While the game was made mainly due to series-director Tetsuya Nomura seeing how much green putting a KH-title on the GBA could get him, it probably didn't get as much as he hoped. Primary reason was probably due to a unique card-deck fighting system implemented to replace the regular button-bash gameplay from KH1. Mind you, with a deck set up the right way, you could still hammer the action button more or less. Players who dismissed the game originally most likely returned to it after Kingdom Hearts II's release as Chain Of Memories ended up hosting the deaths of nearly half of the top villains from the sequel. Japanese gamers managed to avoid much of the hassle though thanks to a special edition re-release of KH2 which hosted a PS2-revamped, 3D-version of CoM. The PS2 port, KH re: Chain Of Memories was later released in the States as a stand-alone title.
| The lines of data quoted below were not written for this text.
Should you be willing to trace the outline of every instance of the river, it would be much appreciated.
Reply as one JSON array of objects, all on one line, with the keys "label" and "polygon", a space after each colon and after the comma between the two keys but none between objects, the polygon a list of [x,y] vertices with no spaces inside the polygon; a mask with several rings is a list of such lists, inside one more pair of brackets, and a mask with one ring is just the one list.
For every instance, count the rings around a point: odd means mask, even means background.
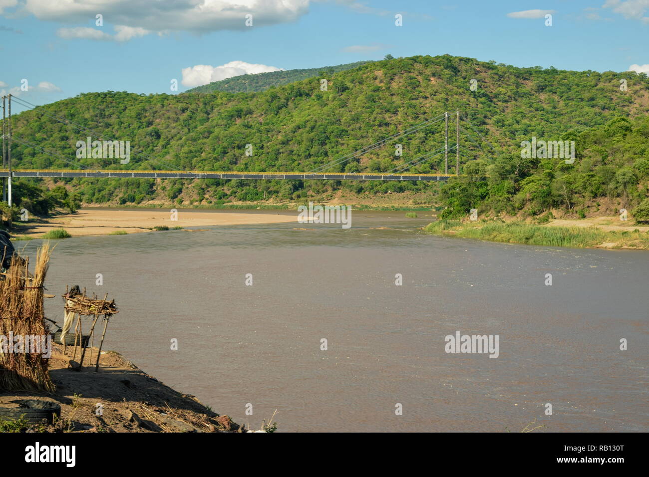
[{"label": "river", "polygon": [[[418,214],[55,241],[46,314],[67,284],[109,293],[104,350],[252,427],[649,430],[649,253],[437,237]],[[458,331],[498,358],[445,352]]]}]

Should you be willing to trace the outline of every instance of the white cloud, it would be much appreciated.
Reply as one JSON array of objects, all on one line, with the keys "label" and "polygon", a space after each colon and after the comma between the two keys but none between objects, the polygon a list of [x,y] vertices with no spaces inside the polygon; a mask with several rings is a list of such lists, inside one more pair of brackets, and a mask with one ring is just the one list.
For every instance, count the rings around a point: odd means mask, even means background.
[{"label": "white cloud", "polygon": [[524,10],[507,14],[509,18],[545,18],[548,14],[554,13],[554,10]]},{"label": "white cloud", "polygon": [[376,51],[377,50],[382,50],[390,47],[390,45],[374,43],[372,45],[352,45],[351,46],[346,46],[343,49],[343,51],[348,53],[366,53],[370,51]]},{"label": "white cloud", "polygon": [[114,35],[109,34],[96,28],[90,27],[75,27],[73,28],[60,28],[56,31],[56,36],[66,40],[83,38],[85,40],[98,40],[102,41],[127,42],[131,38],[143,36],[149,33],[139,27],[127,27],[116,25]]},{"label": "white cloud", "polygon": [[636,73],[644,73],[646,75],[649,75],[649,64],[646,65],[631,65],[629,69],[627,69],[628,71],[635,71]]},{"label": "white cloud", "polygon": [[0,14],[2,14],[5,8],[10,8],[12,6],[16,6],[18,4],[18,0],[0,0]]},{"label": "white cloud", "polygon": [[49,81],[41,81],[38,83],[38,86],[34,89],[36,91],[42,91],[48,93],[50,92],[59,92],[61,90],[60,88],[57,86],[54,83],[51,83]]},{"label": "white cloud", "polygon": [[[0,0],[2,2],[11,0]],[[243,30],[294,21],[308,10],[311,0],[96,0],[93,2],[25,0],[23,10],[40,20],[88,24],[97,13],[112,24],[136,29],[117,32],[125,41],[141,36],[142,31],[162,33],[188,31],[204,33],[218,30]],[[247,14],[252,27],[245,25]],[[69,29],[66,29],[69,30]],[[99,35],[84,34],[97,36]],[[129,36],[130,35],[130,36]],[[75,38],[93,38],[75,37]]]},{"label": "white cloud", "polygon": [[10,88],[9,90],[5,90],[5,88],[8,87],[8,84],[5,83],[4,81],[0,81],[0,88],[3,88],[0,90],[0,96],[4,96],[6,94],[11,94],[12,96],[21,96],[25,93],[29,92],[38,92],[40,93],[53,93],[61,91],[61,88],[57,86],[54,83],[51,83],[49,81],[41,81],[36,86],[32,86],[30,84],[27,83],[27,91],[23,91],[20,86],[14,86],[13,88]]},{"label": "white cloud", "polygon": [[602,8],[611,8],[615,13],[622,14],[625,18],[643,18],[644,12],[649,9],[649,0],[607,0]]},{"label": "white cloud", "polygon": [[270,71],[282,71],[284,68],[243,61],[231,61],[221,66],[196,65],[182,69],[182,83],[186,86],[201,86],[213,81],[220,81],[235,76]]},{"label": "white cloud", "polygon": [[56,31],[56,36],[66,40],[84,38],[86,40],[106,40],[112,39],[112,36],[101,30],[97,30],[90,27],[75,27],[74,28],[60,28]]},{"label": "white cloud", "polygon": [[125,25],[116,25],[115,34],[114,37],[118,42],[127,42],[131,38],[138,36],[144,36],[149,31],[140,27],[127,27]]}]

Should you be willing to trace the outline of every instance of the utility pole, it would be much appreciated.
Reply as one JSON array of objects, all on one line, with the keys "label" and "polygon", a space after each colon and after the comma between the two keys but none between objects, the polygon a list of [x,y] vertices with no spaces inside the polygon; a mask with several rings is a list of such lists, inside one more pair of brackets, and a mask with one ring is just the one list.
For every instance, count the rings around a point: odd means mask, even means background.
[{"label": "utility pole", "polygon": [[7,141],[8,147],[7,147],[7,163],[9,165],[9,177],[7,178],[7,184],[8,184],[8,200],[7,204],[11,207],[11,93],[9,94],[9,139]]},{"label": "utility pole", "polygon": [[[6,97],[5,96],[2,97],[2,168],[5,170],[6,167],[6,162],[5,156],[5,131],[6,129]],[[2,181],[2,200],[3,202],[6,202],[6,180],[3,179]]]},{"label": "utility pole", "polygon": [[448,112],[444,112],[444,173],[448,173]]},{"label": "utility pole", "polygon": [[[11,111],[10,108],[9,111]],[[456,134],[456,142],[455,142],[455,175],[456,176],[459,176],[459,110],[456,111],[457,116],[455,120],[455,134]],[[11,178],[9,179],[11,180]],[[11,184],[11,182],[9,182]]]}]

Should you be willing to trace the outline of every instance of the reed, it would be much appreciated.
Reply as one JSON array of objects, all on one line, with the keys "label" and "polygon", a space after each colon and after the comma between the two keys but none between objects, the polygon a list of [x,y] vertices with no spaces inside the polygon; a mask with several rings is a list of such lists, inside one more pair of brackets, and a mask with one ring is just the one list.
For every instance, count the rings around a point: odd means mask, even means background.
[{"label": "reed", "polygon": [[[43,284],[47,273],[51,249],[45,243],[36,252],[34,275],[29,272],[29,260],[18,256],[0,279],[0,336],[47,337],[49,330],[43,316]],[[13,343],[6,343],[12,346]],[[5,350],[2,350],[4,351]],[[47,360],[43,351],[0,353],[0,390],[14,391],[54,391]]]}]

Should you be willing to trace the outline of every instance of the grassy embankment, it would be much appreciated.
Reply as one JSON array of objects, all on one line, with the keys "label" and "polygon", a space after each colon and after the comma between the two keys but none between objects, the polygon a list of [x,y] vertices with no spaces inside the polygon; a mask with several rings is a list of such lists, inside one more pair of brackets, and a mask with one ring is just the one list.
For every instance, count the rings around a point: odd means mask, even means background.
[{"label": "grassy embankment", "polygon": [[596,227],[545,226],[522,222],[439,220],[424,227],[430,234],[494,242],[576,248],[649,250],[649,233],[608,231]]}]

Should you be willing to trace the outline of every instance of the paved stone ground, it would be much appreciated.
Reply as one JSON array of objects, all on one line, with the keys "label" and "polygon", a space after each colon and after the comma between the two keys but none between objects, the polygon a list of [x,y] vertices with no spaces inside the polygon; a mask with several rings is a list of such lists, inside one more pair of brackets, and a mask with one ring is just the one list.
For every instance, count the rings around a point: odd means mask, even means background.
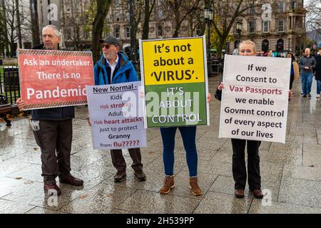
[{"label": "paved stone ground", "polygon": [[[220,76],[211,78],[213,94]],[[51,207],[43,191],[40,150],[26,118],[0,128],[0,213],[321,213],[321,106],[315,98],[300,95],[290,102],[285,145],[263,142],[260,147],[262,187],[272,193],[270,206],[254,199],[246,189],[244,199],[233,195],[232,148],[229,139],[218,138],[220,102],[210,103],[210,126],[198,127],[198,176],[203,195],[195,197],[180,134],[175,146],[176,187],[168,195],[163,185],[162,145],[158,129],[147,131],[148,147],[142,150],[148,180],[134,180],[130,165],[126,180],[114,183],[108,152],[92,149],[87,109],[78,107],[73,120],[72,173],[83,179],[83,187],[60,184],[58,205]],[[124,150],[126,161],[131,160]]]}]

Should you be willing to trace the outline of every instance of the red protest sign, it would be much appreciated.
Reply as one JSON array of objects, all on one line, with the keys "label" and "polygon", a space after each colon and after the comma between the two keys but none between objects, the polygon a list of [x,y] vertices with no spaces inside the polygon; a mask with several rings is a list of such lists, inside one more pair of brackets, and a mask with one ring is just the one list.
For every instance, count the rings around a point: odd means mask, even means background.
[{"label": "red protest sign", "polygon": [[26,110],[87,103],[93,86],[91,52],[19,49],[20,88]]}]

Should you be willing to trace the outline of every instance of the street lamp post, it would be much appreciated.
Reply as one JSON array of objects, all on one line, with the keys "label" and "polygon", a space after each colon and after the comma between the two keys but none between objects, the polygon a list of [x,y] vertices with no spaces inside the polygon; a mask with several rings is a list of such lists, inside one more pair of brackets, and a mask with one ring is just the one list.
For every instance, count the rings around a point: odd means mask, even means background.
[{"label": "street lamp post", "polygon": [[205,23],[208,25],[208,76],[212,74],[211,67],[210,67],[210,25],[213,21],[213,16],[214,14],[214,11],[213,9],[210,8],[204,8],[204,19],[205,20]]},{"label": "street lamp post", "polygon": [[238,48],[240,46],[240,36],[242,32],[242,22],[236,22],[236,33],[238,33]]}]

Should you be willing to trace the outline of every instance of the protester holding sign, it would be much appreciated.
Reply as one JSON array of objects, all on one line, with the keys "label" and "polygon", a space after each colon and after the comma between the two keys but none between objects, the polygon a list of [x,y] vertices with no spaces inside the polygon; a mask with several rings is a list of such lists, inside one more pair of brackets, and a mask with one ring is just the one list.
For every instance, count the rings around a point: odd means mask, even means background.
[{"label": "protester holding sign", "polygon": [[295,79],[295,65],[297,64],[295,62],[295,58],[292,53],[288,53],[287,55],[287,58],[291,58],[291,74],[290,75],[290,89],[292,89],[292,86],[293,85],[293,81]]},{"label": "protester holding sign", "polygon": [[[95,85],[111,85],[126,82],[137,81],[135,68],[127,58],[125,53],[121,52],[121,43],[113,36],[104,40],[99,40],[102,43],[103,56],[97,61],[94,68]],[[90,120],[88,118],[88,124]],[[146,177],[143,172],[140,148],[129,148],[129,154],[133,160],[132,168],[135,177],[138,181],[144,181]],[[117,170],[113,177],[114,181],[123,182],[126,175],[126,162],[121,150],[111,150],[113,165]]]},{"label": "protester holding sign", "polygon": [[[58,50],[60,42],[58,28],[53,25],[44,27],[42,40],[44,45],[37,46],[34,49]],[[26,107],[26,102],[21,98],[16,103],[20,110]],[[60,183],[82,185],[82,180],[70,174],[73,107],[36,109],[32,110],[31,115],[31,128],[41,150],[41,175],[45,192],[49,195],[54,195],[55,191],[58,195],[61,194],[56,183],[58,175]]]},{"label": "protester holding sign", "polygon": [[[251,41],[243,41],[239,46],[240,56],[255,56],[255,44]],[[218,87],[215,98],[221,100],[222,89],[224,88],[221,83]],[[255,198],[262,199],[263,195],[261,191],[261,177],[260,175],[259,147],[261,141],[247,140],[232,138],[233,174],[235,185],[235,195],[238,198],[244,197],[244,190],[246,184],[246,167],[245,160],[245,144],[248,143],[248,173],[250,191]]]},{"label": "protester holding sign", "polygon": [[141,68],[146,93],[146,128],[160,128],[164,185],[174,184],[175,135],[182,135],[194,195],[201,195],[197,177],[196,125],[209,125],[205,37],[140,41]]},{"label": "protester holding sign", "polygon": [[[235,197],[244,197],[247,179],[245,160],[247,144],[249,189],[255,198],[261,199],[263,197],[260,175],[259,147],[261,141],[257,139],[285,141],[287,106],[284,104],[292,96],[292,92],[288,93],[290,61],[289,59],[270,59],[259,66],[258,57],[250,57],[255,56],[255,44],[253,41],[242,42],[239,48],[240,56],[249,57],[233,56],[242,58],[239,65],[235,63],[237,72],[235,66],[225,66],[224,80],[229,84],[223,98],[225,106],[221,108],[220,137],[223,135],[232,138]],[[230,63],[230,57],[227,58],[226,63]],[[250,61],[248,64],[247,61]],[[275,64],[288,64],[288,67],[280,71]],[[232,83],[238,84],[234,86]],[[220,83],[215,93],[215,98],[220,100],[223,88],[224,85]],[[275,110],[280,111],[282,115]],[[235,135],[235,138],[230,135]]]},{"label": "protester holding sign", "polygon": [[317,65],[315,57],[310,56],[310,48],[305,48],[305,55],[300,58],[299,66],[301,70],[302,91],[303,98],[311,97],[311,86],[313,70]]}]

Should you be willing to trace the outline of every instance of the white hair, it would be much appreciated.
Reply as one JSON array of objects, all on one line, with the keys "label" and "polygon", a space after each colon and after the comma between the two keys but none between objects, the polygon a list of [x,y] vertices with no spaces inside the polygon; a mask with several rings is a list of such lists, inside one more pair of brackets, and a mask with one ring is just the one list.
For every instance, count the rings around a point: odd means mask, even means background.
[{"label": "white hair", "polygon": [[56,35],[57,36],[60,37],[59,30],[58,30],[58,28],[53,24],[49,24],[48,26],[44,26],[44,28],[42,28],[42,33],[44,33],[44,30],[48,29],[48,28],[52,29],[54,31],[54,32],[56,33]]},{"label": "white hair", "polygon": [[254,43],[253,41],[252,41],[251,40],[247,40],[247,41],[242,41],[242,43],[240,43],[240,45],[238,46],[238,48],[240,49],[240,47],[241,46],[241,45],[243,45],[243,44],[250,44],[250,45],[252,45],[253,46],[254,52],[256,53],[256,46],[255,46],[255,43]]}]

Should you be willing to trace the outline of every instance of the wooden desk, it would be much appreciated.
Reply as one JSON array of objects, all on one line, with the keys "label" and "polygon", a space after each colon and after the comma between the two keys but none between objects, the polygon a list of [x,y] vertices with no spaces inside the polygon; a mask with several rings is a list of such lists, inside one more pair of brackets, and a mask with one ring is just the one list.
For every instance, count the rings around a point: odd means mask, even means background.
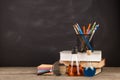
[{"label": "wooden desk", "polygon": [[36,67],[0,67],[0,80],[120,80],[120,67],[104,67],[94,77],[37,76]]}]

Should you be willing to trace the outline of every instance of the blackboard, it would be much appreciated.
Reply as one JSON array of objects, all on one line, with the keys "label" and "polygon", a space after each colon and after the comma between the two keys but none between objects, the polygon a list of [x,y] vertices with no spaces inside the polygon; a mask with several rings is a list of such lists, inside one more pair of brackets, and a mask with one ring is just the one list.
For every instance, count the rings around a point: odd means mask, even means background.
[{"label": "blackboard", "polygon": [[118,10],[115,0],[1,0],[0,66],[54,63],[76,45],[73,24],[94,21],[94,49],[106,66],[120,66]]}]

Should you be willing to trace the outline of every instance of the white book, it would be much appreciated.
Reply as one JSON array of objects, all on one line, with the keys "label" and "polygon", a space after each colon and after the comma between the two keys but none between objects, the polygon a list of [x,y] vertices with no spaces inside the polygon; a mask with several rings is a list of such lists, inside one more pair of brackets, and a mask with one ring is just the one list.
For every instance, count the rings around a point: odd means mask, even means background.
[{"label": "white book", "polygon": [[72,51],[65,50],[60,52],[60,61],[76,61],[76,56],[78,61],[101,61],[102,60],[102,51],[94,50],[91,55],[87,53],[72,54]]}]

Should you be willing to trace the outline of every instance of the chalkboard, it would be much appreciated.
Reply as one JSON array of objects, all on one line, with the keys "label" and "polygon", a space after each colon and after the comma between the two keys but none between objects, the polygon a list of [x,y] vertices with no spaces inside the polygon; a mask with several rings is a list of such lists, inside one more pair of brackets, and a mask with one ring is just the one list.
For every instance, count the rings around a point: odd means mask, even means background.
[{"label": "chalkboard", "polygon": [[120,66],[118,17],[115,0],[1,0],[0,66],[54,63],[76,45],[73,24],[94,21],[94,49],[103,51],[106,66]]}]

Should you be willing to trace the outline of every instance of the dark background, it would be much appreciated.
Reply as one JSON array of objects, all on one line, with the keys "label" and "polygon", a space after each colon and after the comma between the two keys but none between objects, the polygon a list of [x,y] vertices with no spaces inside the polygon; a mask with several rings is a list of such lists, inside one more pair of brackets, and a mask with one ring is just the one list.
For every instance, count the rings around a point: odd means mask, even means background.
[{"label": "dark background", "polygon": [[54,63],[76,45],[72,25],[94,21],[94,49],[120,66],[118,10],[116,0],[0,0],[0,66]]}]

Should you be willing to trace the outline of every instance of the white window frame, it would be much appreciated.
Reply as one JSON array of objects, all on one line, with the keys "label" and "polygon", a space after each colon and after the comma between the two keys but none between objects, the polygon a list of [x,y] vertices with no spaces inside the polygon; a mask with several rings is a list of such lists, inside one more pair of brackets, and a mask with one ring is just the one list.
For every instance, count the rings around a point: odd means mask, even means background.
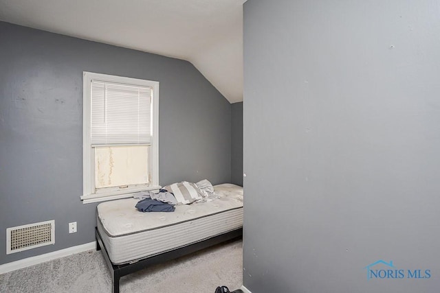
[{"label": "white window frame", "polygon": [[[90,142],[92,80],[148,86],[152,89],[153,135],[149,150],[151,180],[148,186],[140,185],[123,189],[114,187],[95,191],[95,158]],[[135,192],[159,189],[161,187],[159,185],[159,82],[87,71],[83,72],[82,81],[82,196],[80,197],[82,203],[128,198],[133,196],[133,194]]]}]

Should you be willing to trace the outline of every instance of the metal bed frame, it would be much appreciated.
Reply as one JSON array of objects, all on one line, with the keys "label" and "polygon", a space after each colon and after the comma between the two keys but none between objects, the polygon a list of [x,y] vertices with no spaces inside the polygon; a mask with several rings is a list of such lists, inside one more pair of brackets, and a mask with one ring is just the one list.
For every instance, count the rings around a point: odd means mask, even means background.
[{"label": "metal bed frame", "polygon": [[133,263],[120,265],[114,264],[110,260],[107,248],[102,242],[101,235],[98,231],[97,227],[95,227],[95,232],[96,236],[96,250],[102,250],[102,255],[105,259],[105,262],[107,263],[107,266],[109,267],[110,273],[111,274],[112,292],[113,293],[119,293],[119,281],[121,277],[137,272],[149,266],[175,259],[228,240],[240,237],[243,235],[243,228],[240,228],[224,234],[221,234],[217,236],[214,236],[199,242],[179,247],[176,249],[173,249],[173,250],[166,251],[160,255],[146,257]]}]

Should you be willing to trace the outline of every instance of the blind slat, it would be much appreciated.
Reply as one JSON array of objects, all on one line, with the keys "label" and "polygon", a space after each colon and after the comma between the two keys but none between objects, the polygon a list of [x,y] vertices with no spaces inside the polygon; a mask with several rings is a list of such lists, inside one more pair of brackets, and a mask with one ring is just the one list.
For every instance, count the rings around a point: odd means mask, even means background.
[{"label": "blind slat", "polygon": [[93,80],[91,143],[151,143],[150,88]]}]

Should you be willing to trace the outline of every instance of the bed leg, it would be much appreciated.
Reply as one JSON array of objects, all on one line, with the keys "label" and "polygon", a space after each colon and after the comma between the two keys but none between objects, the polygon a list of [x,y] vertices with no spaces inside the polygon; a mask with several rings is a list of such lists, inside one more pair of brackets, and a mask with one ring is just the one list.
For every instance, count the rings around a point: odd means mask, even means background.
[{"label": "bed leg", "polygon": [[113,272],[112,275],[113,279],[113,293],[119,293],[119,279],[120,279],[120,276],[119,275],[119,272],[114,271]]}]

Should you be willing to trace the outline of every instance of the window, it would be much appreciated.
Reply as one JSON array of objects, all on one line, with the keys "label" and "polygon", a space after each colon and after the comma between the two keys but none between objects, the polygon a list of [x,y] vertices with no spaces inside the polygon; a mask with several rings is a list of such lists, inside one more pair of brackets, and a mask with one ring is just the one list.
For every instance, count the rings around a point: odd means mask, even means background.
[{"label": "window", "polygon": [[84,72],[84,203],[159,186],[159,82]]}]

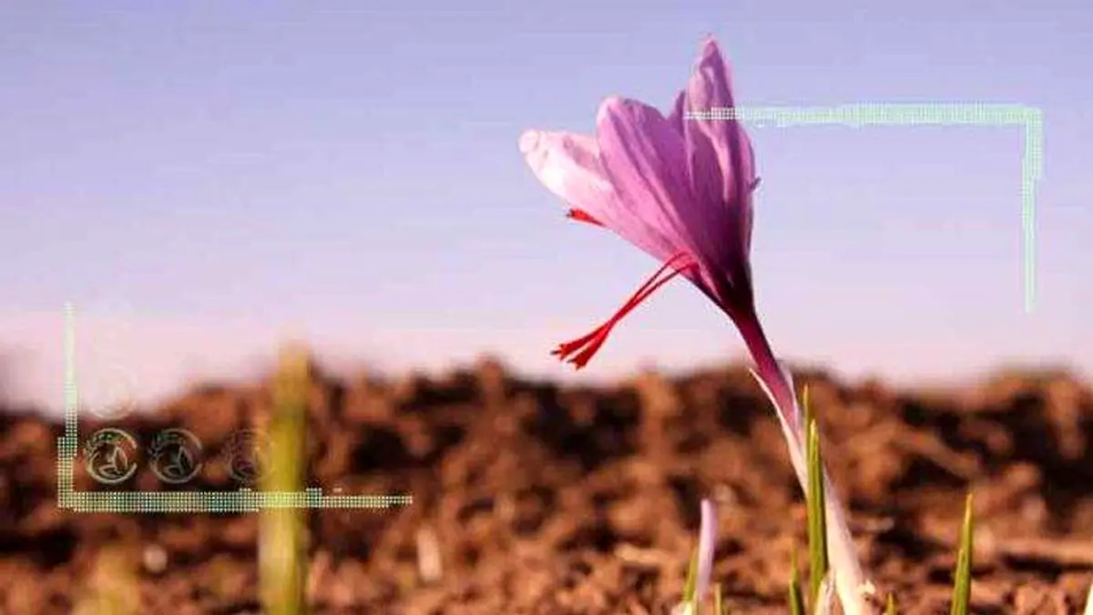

Players finally got a chance to play the proper sequel to Kingdom Hearts nearly two years after CoM's release (US-wise anyway). Set a year after CoM's ending, players started up the game to play as not Sora but Roxas, a 15-year-old living in the perpetually-sunset-covered Twilight Town. While we would eventually get to Sora, Roxas gave us a chance to see the new group of villains sharing the spotlight with the Heartless; the Nobodies, led by the black-cloaked group of Organization-XIII. Roxas' connection to them as well as Sora would provide much of the plot for the sequel. As Sora, players would revisit some old worlds and visit new ones, using the Keyblade to not shut down the worlds' weak-points but open up new gateways in order to find a still missing Riku, a semi-missing King Mickey and the headquarters of O13.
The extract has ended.